Beni ilgilendiren şey yabancıların öngörüsünü biz göremiyor muyuz? Bu nasıl bir psikoloji?

Ben söyleyeyim: yurtta sulh felsefesi

Olumlu düşün olumlu olsun, aklına kötü bir şey getirme, Allaha sığın o doğrusunu sunar size.

Hızlıyız hem de çok hızlı, baktık bir şeyler oluyor, alt tarafımızda kaynıyor kazan.

Demokratikleşelim onu da paket yapalım, Kürtlere hediye kıvamında sunalım.

E güzelde biz zaten demokratik değimliydik, eşitlik ilkesi, bu ülkede her vatandaş zaten özgür ve eşit değ ilmiydi.

Neyi düzeltirseniz düzeltin onların istedikleriyle sizin verdikleriniz hiç aynısı olmayacak, karın ağrısı belli onların aydınından dağdaki adamına kadar, ayrılmak, bağımsız bir devlet kurmak,(tabiî ki Kürt halkının büyük çoğunluğu bunu istemiyor) Hadi olmadı mı bir ucunda peşmergeler, diğerinde İranlı Kürtler, bir tarafta pkk nın Suriye uzantısından oluşan bir federasyon.

İzin vermeyiz dediğimiz,(adına devlet demese de) kurdu kuzey ırakta tüm gerçeğiyle ortada Ağabey rolünü de sevmişe benziyor.

Komplo teorisini sevmem ancak gerçeğe uzak durmayan bir teoride ben yapmak istiyorum istemeye, istemeye

Süreç sonunda 4 ülkede 4 farklı eyalet doğacak henüz yürüyemedikleri için birinin koruyup kollaması eğitmesi de gerekecek.

Böylesi bir durumda başkanlık sistemi hayalini kuran Türkiye nin kucağına yakıştıranlar yok değil, isteklisi de azımsanmayacak kadar fazla.
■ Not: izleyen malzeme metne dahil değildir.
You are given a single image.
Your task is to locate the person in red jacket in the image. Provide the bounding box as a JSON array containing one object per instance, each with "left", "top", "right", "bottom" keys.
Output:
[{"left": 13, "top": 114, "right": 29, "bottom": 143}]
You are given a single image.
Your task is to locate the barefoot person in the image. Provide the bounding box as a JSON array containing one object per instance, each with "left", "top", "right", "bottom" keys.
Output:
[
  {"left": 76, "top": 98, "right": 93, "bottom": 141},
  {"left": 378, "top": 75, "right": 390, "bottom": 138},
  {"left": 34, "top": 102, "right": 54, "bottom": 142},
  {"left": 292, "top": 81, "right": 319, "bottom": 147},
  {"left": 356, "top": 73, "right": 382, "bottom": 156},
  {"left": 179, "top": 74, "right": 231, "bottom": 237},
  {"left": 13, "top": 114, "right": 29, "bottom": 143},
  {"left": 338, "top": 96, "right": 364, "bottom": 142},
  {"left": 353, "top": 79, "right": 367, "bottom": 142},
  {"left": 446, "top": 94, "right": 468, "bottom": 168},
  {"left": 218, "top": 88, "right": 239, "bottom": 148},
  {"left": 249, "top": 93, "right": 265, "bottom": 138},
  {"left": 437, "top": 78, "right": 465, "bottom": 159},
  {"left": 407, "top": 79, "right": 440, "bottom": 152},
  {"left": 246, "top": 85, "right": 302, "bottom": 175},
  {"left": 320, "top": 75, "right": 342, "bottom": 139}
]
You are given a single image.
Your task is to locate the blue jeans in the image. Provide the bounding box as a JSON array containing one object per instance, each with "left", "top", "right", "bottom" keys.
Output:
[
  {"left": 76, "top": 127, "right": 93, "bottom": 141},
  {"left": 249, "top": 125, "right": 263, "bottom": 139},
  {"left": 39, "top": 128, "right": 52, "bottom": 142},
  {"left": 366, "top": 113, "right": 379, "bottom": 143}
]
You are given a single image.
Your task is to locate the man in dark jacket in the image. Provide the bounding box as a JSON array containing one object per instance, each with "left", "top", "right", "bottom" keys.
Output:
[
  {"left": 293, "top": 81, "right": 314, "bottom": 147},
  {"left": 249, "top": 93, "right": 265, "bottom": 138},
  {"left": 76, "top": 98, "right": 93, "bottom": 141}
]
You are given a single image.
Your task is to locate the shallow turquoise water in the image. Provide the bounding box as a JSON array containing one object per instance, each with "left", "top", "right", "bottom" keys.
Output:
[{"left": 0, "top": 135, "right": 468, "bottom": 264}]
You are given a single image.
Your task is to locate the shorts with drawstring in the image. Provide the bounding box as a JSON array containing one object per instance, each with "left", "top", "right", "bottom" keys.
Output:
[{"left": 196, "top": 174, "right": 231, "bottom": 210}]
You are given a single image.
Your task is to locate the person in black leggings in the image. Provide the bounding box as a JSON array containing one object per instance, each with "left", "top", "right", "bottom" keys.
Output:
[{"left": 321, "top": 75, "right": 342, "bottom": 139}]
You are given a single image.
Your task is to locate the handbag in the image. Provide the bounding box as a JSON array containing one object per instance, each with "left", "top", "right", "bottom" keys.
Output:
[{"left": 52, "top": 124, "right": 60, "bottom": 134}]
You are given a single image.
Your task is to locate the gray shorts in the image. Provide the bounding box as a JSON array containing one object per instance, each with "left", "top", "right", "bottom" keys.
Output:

Madem başkanlığa geçtik fazladan dört eyalet göz mü çıkarır.

Ancak bu sadece teori, bunu düşünmek bile Atana, Tarihine, Irkına en büyük ihanet olacaktır ve hiçbir Türk evladı böyle bir şeyi kabul etmeyecektir.

Başka bedenlerden kopan uzuv saklanmaz. Her bünyeye de uymaz. Saklarsanız evinizi ocağınızı kokutursunuz, kendinizide

Kısacası ben meraktayım biz çemberin içinde miyiz dışında mı?